Armi, un affare italiano che vale più di quattro miliardi
di Carlo Tecce
La Repubblica 16 aprile
L’Italia è un luogo sempre più battuto per lo smercio mondiale di armi. Nel 2021 si sono registrati movimenti di denaro per oltre 14 miliardi di euro. Lo si evince dalle analisi del ministero del Tesoro, contenute nella relazione del governo sulla compravendita di materiale bellico, che l’Espresso ha anticipato la scorsa settimana e che ha approfondito nel numero in edicola domani con Repubblica: «Nel corso del 2021 sono state effettuate dagli operatori bancari - si legge nel documento - 17.931 comunicazioni inerenti a transazioni bancarie per operazioni di esportazione, importazione e transito di materiali di armamento per un importo movimentato pari a oltre 14 miliardi di euro». E armi o pezzi di armi o comunque qualcosa che fa o può fare guerra avevano come destinazione l’Africa più povera, la temuta Cina e l’Ucraina. Nel 2020 erano 7,8 miliardi. Raddoppiati. Non è un ribalzo dopo la pandemia. Nel 2019 erano 10,3 miliardi.

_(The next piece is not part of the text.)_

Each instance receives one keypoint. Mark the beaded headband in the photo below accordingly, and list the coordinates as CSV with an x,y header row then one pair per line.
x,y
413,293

Le esportazioni di armi seguono il modello semplificato, cioè dei minori controlli con le cosiddette «licenze globali e generali» introdotte un paio di anni fa, e nel complesso segnano una crescita modesta passando da 4,647 miliardi a 4,661. Il Qatar si conferma un cliente affezionato con 7,5 miliardi di euro di acquisti in 7 anni. L’Unione Europa si è allarmata per la batteria di missili cinesi consegnata alla Serbia da sempre avamposto russo nei Balcani, ma pure l’Italia ha importato materiale bellico da Pechino per 3,9 milioni di euro e da Belgrado per 3,3 milioni. E anche quest’anno, come da tradizione, l’Italia ha spedito ai serbi un bel carico di esplosivo e munizioni.